"Mboten percoyo Covid, tho Pak?". Pelan saya mengatakannya. Kemudian penjual itu menjawab. "Nggak mas. Watuk pilek kan ono kit mbiyen. Mung orang dipublis gede-gedean". Begitulah ia beralasan bahwa batuk dan pilek sudah ada sejak dulu, tapi tidak dibesar-besarkan seperti sekarang.
Jawaban itu bagi saya sudah cukup menjelaskan banyak hal tentang ketidakpercayaannya pada Corona. Seperti halnya ia menganggap mobil ambulan yang baru saja melintas hanya kosong isinya dan sengaja berputar-putar di jalanan untuk menakut-nakuti masyarakat tentang ancaman Covid-19.
Saya tak bertanya lagi. Waktu yang tersisa saya gunakan untuk menentukan pilihan. "Nggih sampun Pak, mboten wonten pisange". Saya berpamitan seolah tidak ada pisang emas yang saya temukan di sana.

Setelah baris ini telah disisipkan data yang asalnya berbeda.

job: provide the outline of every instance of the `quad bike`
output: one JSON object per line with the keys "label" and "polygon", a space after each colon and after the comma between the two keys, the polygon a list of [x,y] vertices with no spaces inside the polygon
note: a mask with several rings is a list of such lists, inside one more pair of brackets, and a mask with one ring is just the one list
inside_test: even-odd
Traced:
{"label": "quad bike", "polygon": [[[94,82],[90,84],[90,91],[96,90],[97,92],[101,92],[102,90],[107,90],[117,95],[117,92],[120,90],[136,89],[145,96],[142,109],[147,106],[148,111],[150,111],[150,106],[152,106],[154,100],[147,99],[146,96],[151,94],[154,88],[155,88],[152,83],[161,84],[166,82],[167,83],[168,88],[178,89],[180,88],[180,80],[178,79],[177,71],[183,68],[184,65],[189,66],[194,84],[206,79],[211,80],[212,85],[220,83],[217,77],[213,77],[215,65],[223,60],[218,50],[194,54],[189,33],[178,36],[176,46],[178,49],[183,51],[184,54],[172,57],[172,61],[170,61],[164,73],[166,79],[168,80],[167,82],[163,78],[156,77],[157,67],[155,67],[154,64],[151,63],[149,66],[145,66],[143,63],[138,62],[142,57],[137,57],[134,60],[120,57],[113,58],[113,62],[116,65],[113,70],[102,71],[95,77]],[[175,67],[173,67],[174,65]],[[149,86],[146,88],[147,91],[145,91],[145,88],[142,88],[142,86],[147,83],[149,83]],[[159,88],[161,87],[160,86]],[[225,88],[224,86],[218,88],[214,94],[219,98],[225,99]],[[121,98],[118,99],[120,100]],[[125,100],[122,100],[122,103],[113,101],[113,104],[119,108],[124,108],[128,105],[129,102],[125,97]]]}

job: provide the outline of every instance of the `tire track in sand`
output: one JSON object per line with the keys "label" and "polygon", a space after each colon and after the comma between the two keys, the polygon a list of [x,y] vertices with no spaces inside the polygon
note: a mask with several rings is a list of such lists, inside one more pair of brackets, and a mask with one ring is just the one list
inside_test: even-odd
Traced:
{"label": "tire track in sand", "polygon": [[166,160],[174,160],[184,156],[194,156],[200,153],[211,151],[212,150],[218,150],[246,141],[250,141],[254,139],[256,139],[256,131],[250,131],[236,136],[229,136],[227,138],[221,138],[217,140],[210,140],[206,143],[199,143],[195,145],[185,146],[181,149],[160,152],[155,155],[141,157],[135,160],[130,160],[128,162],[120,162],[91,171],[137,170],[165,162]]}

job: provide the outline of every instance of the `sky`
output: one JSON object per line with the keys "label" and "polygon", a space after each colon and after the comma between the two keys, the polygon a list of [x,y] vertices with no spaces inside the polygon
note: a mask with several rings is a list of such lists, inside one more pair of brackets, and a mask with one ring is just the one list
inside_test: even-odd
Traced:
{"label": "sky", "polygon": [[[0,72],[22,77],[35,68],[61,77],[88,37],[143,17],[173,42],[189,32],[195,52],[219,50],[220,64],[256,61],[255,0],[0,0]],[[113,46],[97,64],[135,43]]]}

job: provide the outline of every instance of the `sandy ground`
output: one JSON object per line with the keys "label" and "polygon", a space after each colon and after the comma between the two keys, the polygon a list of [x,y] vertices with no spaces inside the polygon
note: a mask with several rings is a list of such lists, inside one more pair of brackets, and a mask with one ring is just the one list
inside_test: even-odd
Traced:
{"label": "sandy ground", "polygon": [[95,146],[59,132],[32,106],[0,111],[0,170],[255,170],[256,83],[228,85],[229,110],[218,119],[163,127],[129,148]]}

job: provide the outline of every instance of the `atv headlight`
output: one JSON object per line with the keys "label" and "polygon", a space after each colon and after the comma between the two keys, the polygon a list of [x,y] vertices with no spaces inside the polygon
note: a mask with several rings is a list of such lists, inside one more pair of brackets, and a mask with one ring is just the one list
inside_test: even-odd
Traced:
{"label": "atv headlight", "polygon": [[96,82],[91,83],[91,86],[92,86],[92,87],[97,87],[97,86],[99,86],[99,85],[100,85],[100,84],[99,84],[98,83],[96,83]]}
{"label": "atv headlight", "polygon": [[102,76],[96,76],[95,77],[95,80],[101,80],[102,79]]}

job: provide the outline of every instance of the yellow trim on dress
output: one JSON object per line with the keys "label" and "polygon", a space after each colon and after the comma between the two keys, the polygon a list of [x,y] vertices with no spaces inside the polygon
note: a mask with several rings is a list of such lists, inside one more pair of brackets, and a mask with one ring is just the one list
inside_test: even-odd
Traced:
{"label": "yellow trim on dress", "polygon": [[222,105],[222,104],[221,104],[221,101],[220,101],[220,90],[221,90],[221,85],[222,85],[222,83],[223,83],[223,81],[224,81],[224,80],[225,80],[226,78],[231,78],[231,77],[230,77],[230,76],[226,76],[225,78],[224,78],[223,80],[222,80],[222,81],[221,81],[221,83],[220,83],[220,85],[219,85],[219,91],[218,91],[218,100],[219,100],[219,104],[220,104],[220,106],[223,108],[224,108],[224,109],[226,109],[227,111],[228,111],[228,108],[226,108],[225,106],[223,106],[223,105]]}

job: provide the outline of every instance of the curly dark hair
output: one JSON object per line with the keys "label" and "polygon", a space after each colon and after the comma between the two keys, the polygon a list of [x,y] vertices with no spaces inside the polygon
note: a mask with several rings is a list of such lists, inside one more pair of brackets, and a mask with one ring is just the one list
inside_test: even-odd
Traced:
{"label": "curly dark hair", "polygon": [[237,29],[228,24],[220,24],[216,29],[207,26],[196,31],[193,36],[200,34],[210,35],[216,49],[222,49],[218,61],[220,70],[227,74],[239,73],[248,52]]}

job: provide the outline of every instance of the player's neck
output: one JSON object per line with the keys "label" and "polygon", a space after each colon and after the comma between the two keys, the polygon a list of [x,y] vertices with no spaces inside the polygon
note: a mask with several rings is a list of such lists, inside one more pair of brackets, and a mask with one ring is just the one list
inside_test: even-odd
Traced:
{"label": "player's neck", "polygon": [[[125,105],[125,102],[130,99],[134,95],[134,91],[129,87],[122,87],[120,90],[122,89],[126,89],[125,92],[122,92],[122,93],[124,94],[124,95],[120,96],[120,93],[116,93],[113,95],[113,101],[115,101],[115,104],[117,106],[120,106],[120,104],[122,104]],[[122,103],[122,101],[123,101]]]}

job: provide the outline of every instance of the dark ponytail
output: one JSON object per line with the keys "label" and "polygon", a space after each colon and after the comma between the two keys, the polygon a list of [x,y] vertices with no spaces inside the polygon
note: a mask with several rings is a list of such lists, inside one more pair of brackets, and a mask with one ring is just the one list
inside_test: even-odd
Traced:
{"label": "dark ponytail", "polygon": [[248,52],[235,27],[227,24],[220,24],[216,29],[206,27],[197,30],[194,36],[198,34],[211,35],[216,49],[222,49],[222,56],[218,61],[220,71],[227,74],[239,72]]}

Sebagai seorang penyintas saya telah merasakan bahwa Covid-19 lebih dari sekadar batuk, pilek atau flu biasa. Namun, bukan itu alasan utama yang menggerakkan saya meninggalkan tempat tersebut. Bagi saya penting untuk membatalkan transaksi atau urusan dengan orang yang secara terang-terangan menganggap Covid-19 hanya dongeng.
Kadang semacam sanksi sosial yang tegas perlu kita ambil sendiri terhadap orang-orang yang abai dan menyepelekan ancaman Covid-19. Sudah terlalu banyak korban dan pengorbanan yang bangsa ini relakan selama pandemi Covid-19.
Korban dan pengorbanan tersebut timbul bukan semata karena serangan virus Corona secara langsung, tapi sebagian disebabkan oleh ketidakpedulian manusia untuk melindungi sesamanya.